A majority of Nimble users rely on a combination of snapshots and replication for data protection, with good reason. Earlier discussions have highlighted InfoSight statistics regarding RPOs and snapshot retention durations observed in the Nimble install base.
For new users, some questions that might come up are – how much capacity will one need for snapshots? And how much bandwidth will replication require? If you are a Nimble customer, the InfoSight portal has a handy planning section that offers replication sizing guidance specific to your environment (in the Data Protection tab). If you are brand new to Nimble, or have not used snapshots extensively, here is some InfoSight data culled from thousands of Nimble systems/volumes that might help you with planning. Note that this data is specific to Nimble – thanks to our use of configurable block sizes and pointer based snapshots (which only store compressed, block level changes), Nimble snapshots do use considerably less space than other implementations.
First, let’s define a useful term – daily snapshot change rate. Basically daily change rate is how much capacity – as a percentage of your stored data set – you will require on average to store a day’s worth of snapshots, for that particular type of data. Note – we’re not necessarily talking about 1 daily snapshot – we’re talking about the typical mix of snapshot RPOs used for applications, ranging from minutes to hours apart. If you have very frequent snapshots (more than install base average for that particular application), change rates could be slightly higher because you are potentially capturing more versions of each data block in a day. Conversely if you only capture a single daily snapshot, daily change rates would likely be slightly lower.

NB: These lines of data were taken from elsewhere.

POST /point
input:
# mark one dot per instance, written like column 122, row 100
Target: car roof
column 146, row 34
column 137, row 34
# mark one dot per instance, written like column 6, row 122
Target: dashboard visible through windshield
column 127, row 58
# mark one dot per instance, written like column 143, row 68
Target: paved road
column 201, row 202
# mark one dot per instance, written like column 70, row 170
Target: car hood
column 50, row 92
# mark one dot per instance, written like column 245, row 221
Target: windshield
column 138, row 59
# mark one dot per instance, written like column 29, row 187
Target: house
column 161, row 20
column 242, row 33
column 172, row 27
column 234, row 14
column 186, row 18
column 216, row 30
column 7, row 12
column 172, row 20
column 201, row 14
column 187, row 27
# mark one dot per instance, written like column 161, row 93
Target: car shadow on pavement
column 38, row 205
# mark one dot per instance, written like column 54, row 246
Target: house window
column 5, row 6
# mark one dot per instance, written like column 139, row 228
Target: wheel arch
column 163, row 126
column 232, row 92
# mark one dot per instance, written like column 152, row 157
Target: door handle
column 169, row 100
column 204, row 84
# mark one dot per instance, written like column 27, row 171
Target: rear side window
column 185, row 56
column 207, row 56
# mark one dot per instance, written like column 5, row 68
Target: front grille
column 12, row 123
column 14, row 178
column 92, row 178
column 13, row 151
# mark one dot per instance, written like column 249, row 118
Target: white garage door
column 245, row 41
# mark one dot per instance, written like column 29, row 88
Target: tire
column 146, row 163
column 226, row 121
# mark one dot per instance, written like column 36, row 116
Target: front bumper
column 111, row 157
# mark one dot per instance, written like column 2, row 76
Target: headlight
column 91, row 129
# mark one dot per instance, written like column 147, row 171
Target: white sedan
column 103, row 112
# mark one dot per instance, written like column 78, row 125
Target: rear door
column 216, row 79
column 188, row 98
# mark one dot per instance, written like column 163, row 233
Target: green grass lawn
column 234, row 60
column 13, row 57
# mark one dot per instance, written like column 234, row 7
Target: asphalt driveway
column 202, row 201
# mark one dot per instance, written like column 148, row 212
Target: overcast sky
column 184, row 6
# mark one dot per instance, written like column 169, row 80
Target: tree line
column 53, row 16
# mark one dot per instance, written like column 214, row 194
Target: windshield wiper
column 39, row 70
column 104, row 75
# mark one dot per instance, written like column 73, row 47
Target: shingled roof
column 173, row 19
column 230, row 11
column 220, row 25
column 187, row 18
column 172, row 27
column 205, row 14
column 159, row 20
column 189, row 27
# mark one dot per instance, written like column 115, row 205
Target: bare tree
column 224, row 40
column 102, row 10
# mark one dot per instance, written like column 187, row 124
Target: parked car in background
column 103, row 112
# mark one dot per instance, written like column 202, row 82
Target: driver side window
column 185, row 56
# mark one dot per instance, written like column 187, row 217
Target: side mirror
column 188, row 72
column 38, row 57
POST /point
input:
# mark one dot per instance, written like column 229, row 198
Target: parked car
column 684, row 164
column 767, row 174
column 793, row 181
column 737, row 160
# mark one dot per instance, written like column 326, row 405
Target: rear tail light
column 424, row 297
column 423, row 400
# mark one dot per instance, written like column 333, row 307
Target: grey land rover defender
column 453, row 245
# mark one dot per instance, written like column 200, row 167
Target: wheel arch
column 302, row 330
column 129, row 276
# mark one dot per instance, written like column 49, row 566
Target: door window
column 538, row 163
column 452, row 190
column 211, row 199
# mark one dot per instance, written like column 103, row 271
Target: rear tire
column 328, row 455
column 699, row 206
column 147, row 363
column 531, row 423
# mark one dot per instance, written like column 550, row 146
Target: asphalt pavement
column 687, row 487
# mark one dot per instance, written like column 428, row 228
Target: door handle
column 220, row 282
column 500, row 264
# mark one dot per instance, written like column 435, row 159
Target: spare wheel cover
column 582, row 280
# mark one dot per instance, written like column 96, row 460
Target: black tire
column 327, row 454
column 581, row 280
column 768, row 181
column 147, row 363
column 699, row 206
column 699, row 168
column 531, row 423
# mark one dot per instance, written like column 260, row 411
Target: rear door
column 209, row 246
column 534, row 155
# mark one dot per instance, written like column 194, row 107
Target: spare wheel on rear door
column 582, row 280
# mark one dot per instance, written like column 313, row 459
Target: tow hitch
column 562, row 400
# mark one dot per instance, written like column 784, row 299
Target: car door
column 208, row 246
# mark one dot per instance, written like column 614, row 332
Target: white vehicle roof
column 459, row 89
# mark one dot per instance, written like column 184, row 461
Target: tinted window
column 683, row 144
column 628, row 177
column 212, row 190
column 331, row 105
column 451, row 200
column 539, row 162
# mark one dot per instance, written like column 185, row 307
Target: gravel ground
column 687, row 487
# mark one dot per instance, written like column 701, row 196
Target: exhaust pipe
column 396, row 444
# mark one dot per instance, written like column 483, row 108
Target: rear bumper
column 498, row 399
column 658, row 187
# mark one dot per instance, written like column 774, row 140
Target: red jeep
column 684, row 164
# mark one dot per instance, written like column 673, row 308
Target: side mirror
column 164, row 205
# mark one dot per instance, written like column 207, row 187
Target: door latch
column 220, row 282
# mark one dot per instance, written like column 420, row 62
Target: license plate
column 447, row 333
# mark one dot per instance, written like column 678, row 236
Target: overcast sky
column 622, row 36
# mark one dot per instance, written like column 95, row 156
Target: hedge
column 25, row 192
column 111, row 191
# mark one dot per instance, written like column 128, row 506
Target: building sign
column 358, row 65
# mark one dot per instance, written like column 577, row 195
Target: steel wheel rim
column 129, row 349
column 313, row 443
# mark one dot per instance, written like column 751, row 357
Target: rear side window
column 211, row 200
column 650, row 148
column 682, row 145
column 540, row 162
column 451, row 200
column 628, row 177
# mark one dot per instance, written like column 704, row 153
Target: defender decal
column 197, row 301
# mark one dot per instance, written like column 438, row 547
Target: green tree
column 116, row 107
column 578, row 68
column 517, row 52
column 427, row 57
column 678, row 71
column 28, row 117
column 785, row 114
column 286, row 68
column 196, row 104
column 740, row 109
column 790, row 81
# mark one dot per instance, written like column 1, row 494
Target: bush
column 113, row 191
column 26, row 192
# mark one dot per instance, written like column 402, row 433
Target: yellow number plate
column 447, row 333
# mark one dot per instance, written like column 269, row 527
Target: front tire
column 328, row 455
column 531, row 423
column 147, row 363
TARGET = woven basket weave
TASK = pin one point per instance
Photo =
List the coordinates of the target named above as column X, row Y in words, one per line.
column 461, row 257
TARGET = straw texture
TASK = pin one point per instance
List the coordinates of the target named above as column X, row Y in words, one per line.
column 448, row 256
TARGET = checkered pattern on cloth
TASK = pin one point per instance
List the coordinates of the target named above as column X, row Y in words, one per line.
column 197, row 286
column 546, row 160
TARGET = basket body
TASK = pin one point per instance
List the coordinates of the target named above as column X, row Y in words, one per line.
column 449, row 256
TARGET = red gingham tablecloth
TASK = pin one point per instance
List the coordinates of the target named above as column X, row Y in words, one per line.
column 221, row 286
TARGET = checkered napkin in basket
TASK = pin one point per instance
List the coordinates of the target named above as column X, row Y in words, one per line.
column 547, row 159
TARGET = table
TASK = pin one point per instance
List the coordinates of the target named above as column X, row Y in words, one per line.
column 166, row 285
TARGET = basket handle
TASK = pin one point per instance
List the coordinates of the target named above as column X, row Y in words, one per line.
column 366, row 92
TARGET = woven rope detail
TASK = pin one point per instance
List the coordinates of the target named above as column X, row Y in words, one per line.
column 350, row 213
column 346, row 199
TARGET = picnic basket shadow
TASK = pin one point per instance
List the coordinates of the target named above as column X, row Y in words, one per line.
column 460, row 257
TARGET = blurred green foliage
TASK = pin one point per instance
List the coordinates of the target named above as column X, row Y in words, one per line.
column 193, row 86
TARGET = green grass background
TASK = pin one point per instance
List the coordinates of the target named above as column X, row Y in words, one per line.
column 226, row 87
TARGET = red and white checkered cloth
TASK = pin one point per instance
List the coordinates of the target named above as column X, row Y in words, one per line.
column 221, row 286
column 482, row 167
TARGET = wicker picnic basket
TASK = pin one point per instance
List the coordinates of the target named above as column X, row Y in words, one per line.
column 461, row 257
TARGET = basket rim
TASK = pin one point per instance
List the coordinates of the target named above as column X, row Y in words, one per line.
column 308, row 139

So if you have a 100GB dataset, and a 0.5% daily change rate on average, then to store 60 days of snapshots you will need – 100 x 0.5% x 60 = 30GB of capacity. Bear in mind that Nimble snapshots (aside from being very thin) are retained on high density, low cost HDDs to make retention cost effective.
Change rate is also useful to estimate WAN bandwidth requirements for replication purposes. So for the example above, you would need to transfer just 0.5GB (500MB) of data across the WAN each day. Depending on your daily replication windows (Nimble allows you to implement QoS policies, to avoid using WAN bandwidth during peak hours for example) you can estimate bandwidth requirements from there. Note: as mentioned previously, the planning section of the InfoSight data protection tab provides a bandwidth estimate as well.
Having just defined this handy term, I will say that the daily snapshot change rate is not necessarily an immutable property of your data set. It depends on how much new data is being written each hour or day, and how much the stored data set grows over time (the two need not be directly connected because of overwrites). We’ll revisit the topic of change rate trending in a future post with some interesting data.
With that definition (and caveat) out of the way, we can now look at how daily change rates look for a wide range of data types across the Nimble install base. The chart below shows change rate by the “Performance Policy” (a type of application profile) that Nimble users have assigned to their data sets.
First let’s look at the category of data sets I have grouped together as belonging to “end user applications” such as Microsoft Exchange, SharePoint, VDI and File Servers. You’ll notice that most of them have daily change rates ranging from 0.3% to just under 1%, with the exception of Exchange logs, which top 1.5%.
Virtualization infrastructure data sets (spanning many flavors of VMware vSphere, Microsoft HyperV and Citrix XenServer) range from 0.4% to just over 1%.
Databases range from 0.25% to 1.5%, with SQL Server logs topping 2.5%.
All “Other” applications (spanning thousands of volumes) average 0.3%.
Finally, the Nimble average across all of the above is 0.5%.
What are you seeing for your data sets?